Настал день, и меня засекли, когда я пытался помочь очередному заключенному, потерявшему сознание, и мне пришлось признаться. Я попался и был приговорен к двадцати пяти ударам.
Меня пугала не столько боль, сколько весьма вероятная перспектива оказаться после порки в лагерной больнице. Этого я боялся больше всего на свете, поскольку ее пациенты в большинстве своем страдали от дизентерии и тифа. Эсэсовцы обходили больницу стороной. Там можно было запросто подхватить какую-нибудь заразу и заболеть. И уж тогда мне этого Мучмана не найти ни за что.

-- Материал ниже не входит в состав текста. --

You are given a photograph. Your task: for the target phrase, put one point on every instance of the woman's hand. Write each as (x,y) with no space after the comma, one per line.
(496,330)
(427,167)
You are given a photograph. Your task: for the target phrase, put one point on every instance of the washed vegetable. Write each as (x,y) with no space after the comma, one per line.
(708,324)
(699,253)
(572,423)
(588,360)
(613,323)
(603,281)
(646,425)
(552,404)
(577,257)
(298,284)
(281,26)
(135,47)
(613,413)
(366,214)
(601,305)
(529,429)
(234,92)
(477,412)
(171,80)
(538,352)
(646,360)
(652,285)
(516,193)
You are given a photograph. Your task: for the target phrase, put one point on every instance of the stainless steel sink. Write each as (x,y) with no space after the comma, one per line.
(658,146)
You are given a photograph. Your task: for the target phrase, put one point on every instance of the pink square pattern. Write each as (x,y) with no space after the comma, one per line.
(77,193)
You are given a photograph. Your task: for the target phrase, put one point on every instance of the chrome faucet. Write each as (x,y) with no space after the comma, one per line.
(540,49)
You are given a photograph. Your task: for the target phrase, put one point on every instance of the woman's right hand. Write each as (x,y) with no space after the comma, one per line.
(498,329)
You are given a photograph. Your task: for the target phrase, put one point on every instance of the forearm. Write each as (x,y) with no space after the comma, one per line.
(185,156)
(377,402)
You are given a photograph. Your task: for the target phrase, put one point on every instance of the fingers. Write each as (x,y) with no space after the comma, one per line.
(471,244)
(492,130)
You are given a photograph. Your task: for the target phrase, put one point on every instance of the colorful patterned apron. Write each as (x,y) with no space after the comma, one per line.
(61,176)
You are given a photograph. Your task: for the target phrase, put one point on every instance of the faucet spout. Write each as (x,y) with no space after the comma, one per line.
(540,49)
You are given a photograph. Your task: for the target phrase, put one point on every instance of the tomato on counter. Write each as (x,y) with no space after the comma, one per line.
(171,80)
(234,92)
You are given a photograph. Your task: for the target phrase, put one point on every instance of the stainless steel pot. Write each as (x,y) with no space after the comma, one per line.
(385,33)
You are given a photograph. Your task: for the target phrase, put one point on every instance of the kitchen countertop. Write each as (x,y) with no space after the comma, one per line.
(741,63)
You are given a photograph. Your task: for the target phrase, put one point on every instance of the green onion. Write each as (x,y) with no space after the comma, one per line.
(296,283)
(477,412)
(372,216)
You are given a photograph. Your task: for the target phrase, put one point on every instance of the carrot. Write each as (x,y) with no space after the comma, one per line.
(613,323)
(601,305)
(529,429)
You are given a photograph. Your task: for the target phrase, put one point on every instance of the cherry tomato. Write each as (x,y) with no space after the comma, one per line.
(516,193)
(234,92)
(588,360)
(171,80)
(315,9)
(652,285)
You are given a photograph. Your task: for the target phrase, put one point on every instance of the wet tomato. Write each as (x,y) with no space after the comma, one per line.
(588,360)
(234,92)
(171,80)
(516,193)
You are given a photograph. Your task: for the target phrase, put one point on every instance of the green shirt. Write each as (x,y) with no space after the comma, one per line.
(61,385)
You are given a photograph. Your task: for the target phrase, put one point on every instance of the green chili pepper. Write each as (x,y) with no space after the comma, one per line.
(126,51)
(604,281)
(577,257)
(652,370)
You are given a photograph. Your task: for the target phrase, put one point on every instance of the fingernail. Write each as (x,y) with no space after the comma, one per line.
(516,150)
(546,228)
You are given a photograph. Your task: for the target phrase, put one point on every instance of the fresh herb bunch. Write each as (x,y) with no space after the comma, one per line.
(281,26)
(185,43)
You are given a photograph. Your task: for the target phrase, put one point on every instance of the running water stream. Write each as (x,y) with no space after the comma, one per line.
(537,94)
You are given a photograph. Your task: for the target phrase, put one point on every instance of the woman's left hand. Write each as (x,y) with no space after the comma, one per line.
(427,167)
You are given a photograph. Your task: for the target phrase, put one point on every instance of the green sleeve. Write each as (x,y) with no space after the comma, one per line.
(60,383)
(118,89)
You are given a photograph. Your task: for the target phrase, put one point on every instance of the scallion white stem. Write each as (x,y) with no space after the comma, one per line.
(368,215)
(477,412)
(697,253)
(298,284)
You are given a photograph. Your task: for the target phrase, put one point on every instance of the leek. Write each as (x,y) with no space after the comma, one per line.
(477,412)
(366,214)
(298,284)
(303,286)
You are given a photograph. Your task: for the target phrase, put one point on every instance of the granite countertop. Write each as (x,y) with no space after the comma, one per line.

Перекличка обычно продолжалась не больше часа, но в то утро, когда меня подвергли этой экзекуции, она тянулась все три. Меня привязали к доске и стащили брюки. Я попытался облегчиться, но боль была такой сильной, что у меня это никак не получалось. Да и как тут оправишься – в животе-то пусто. Когда я получил «подарок от Гинденбурга» и меня отвязали, я тут же упал в обморок. Иначе и быть не могло – доска-то уже не поддерживала.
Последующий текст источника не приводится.